Under the circumstances, application of the multi-port video RAM to the prior art frame buffer memory has been examined, which gives birth to the problems mentioned below.
The reading of the video data from the multiport RAM through the serial port is effected in such a manner that the addresses from which the video data are to be read out are set at the random port, whereon the video data of one row is transferred to a shift register provided on the side of the serial port, which is then followed by the read-out of the video data in the order of the column addresses.
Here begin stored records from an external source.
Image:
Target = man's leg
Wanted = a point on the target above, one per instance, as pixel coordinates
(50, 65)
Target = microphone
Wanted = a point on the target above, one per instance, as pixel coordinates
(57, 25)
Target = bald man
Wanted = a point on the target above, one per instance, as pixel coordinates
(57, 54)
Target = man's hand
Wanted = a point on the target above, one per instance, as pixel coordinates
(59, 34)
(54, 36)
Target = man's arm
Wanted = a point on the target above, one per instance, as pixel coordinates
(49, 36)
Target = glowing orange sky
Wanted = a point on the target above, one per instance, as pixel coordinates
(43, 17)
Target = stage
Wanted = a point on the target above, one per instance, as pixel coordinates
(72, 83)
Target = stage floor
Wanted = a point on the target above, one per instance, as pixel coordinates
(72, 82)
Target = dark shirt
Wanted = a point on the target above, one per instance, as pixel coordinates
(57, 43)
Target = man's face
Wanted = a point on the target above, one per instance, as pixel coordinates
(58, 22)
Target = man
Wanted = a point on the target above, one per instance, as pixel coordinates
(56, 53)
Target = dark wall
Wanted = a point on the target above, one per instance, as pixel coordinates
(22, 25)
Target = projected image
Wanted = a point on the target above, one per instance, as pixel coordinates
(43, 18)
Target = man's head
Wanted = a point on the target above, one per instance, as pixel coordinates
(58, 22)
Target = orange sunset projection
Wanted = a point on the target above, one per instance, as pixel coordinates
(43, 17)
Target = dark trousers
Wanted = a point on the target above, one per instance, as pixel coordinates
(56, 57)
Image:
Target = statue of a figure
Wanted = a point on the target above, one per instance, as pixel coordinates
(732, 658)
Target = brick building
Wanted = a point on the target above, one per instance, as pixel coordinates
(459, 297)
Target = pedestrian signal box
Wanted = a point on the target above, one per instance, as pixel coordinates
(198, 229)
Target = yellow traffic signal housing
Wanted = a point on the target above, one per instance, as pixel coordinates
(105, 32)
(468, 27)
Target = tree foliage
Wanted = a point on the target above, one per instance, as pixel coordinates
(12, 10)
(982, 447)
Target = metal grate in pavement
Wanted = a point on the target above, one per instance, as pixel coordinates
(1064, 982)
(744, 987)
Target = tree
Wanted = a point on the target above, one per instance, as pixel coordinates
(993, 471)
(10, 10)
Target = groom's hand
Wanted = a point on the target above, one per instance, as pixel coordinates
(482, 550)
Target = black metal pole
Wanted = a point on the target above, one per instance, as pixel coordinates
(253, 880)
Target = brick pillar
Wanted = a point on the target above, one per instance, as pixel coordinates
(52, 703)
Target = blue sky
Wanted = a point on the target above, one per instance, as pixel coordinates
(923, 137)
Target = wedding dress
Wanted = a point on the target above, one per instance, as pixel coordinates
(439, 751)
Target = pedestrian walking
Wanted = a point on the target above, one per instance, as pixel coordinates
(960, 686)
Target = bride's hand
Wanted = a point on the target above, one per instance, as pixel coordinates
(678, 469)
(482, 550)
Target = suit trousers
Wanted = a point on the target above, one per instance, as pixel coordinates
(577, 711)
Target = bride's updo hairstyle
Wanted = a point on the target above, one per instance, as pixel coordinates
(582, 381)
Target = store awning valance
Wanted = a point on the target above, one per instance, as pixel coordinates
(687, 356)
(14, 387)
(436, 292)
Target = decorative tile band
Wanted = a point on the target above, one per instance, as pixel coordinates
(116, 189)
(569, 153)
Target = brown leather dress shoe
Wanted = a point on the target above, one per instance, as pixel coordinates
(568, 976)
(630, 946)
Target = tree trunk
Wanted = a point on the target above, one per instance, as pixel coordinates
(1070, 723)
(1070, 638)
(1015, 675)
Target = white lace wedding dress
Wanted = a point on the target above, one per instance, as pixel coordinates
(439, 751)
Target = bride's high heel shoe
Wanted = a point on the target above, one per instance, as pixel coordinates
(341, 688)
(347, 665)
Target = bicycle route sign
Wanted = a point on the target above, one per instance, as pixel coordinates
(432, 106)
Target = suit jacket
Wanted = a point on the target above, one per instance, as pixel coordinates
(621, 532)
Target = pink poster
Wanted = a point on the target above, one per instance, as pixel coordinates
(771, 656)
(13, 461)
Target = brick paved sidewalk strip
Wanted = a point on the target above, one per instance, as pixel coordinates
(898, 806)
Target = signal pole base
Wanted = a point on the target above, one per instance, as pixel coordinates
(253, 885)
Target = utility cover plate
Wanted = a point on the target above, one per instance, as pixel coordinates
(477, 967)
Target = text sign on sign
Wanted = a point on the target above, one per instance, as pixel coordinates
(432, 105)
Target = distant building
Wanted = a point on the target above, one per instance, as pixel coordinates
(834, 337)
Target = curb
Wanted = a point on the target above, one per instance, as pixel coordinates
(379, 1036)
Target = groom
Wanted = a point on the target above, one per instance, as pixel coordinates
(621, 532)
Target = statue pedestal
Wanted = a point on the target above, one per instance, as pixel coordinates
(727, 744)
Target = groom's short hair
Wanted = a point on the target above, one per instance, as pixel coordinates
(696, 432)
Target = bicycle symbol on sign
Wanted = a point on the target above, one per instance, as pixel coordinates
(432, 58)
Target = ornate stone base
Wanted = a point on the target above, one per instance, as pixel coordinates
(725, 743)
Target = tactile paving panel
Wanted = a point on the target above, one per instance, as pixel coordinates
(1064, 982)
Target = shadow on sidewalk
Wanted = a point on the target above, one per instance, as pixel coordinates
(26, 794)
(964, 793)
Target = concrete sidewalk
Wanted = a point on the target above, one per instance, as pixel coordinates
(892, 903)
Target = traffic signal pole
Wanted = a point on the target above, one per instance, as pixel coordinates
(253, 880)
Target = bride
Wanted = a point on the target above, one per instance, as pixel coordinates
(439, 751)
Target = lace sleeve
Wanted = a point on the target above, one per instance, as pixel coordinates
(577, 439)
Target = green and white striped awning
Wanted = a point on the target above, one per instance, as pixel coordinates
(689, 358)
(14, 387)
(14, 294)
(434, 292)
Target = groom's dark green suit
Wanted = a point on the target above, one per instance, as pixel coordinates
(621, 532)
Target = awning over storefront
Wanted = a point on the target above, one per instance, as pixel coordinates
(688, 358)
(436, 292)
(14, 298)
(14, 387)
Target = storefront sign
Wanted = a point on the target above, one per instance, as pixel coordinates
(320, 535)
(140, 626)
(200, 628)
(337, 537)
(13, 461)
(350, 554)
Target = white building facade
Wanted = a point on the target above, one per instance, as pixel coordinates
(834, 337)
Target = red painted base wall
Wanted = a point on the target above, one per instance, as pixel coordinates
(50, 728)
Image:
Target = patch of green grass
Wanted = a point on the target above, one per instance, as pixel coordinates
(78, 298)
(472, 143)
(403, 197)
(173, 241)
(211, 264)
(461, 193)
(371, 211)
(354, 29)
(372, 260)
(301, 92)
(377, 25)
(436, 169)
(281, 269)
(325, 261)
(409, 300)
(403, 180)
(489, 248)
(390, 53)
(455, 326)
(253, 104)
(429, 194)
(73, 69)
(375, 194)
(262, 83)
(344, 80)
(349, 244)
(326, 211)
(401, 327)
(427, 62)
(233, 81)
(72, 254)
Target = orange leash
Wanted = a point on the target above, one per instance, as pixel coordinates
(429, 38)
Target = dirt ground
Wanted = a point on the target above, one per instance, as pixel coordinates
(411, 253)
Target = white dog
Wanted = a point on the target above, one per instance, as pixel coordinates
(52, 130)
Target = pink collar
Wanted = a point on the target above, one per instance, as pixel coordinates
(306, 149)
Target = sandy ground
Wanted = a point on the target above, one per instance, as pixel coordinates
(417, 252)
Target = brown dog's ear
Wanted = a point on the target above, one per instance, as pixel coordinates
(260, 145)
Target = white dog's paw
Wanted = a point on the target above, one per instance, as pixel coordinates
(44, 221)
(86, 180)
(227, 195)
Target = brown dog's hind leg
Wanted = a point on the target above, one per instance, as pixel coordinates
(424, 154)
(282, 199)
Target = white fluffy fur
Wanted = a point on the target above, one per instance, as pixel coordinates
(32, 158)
Accordingly, when the frame buffer memory is used in a manner illustrated in FIG. 9C, there arises such a situation in which the reading of the video data starts from an intermediate one of the column addresses in the region 19 corresponding to the region 13, because the number of the column addresses of the frame buffer memory 17 is greater than the horizontal width of the region 13 of the image or picture 11. In that case, the intermediate address differs from one to another row, which in turn means that the memory control for storing the video data in the region 19 is necessarily much complicated. Besides, in case the video data of the region 13 of the picture 11 is to be stored row by row in the region 19 of the frame buffer memory 17, the row in the number of y are required. This means that the number of rows given by 2.sup.j of the whole display region is insufficient. Consequently, the aimed effect of reducing the storage capacity can not be attained.
In conjunction with the multi-port RAM, it is further noted that the video data transfer from the random port to the serial port has to be performed in timing with the read-out of the video data from the serial port. Besides, refresh operation must be performed as in the case of the general purpose dynamic RAM, during which the ordinary write/read operation of the video data by way of the random port can not be carried out. Conventionally, the refresh operation is performed under the control of a CRT controller connected to the frame buffer memory, wherein the timing for the refresh operation is so determined as to fall within the horizontal blanking period of the video signal. Accordingly, when the frame buffer memory is configured as shown in FIG. 9 at D, the data transfer to the serial Port takes place in the course of lapse of the horizontal blanking period. As a result, the access through the random port is often interrupted.
Further, in conjunction with the prior art method illustrated at D in FIG. 9, it must be pointed out that the procedure for calculating the values of the addresses at which the video data of concern are stored is much complicated (involving correspondingly an increase in the processing time), giving rise to a problem.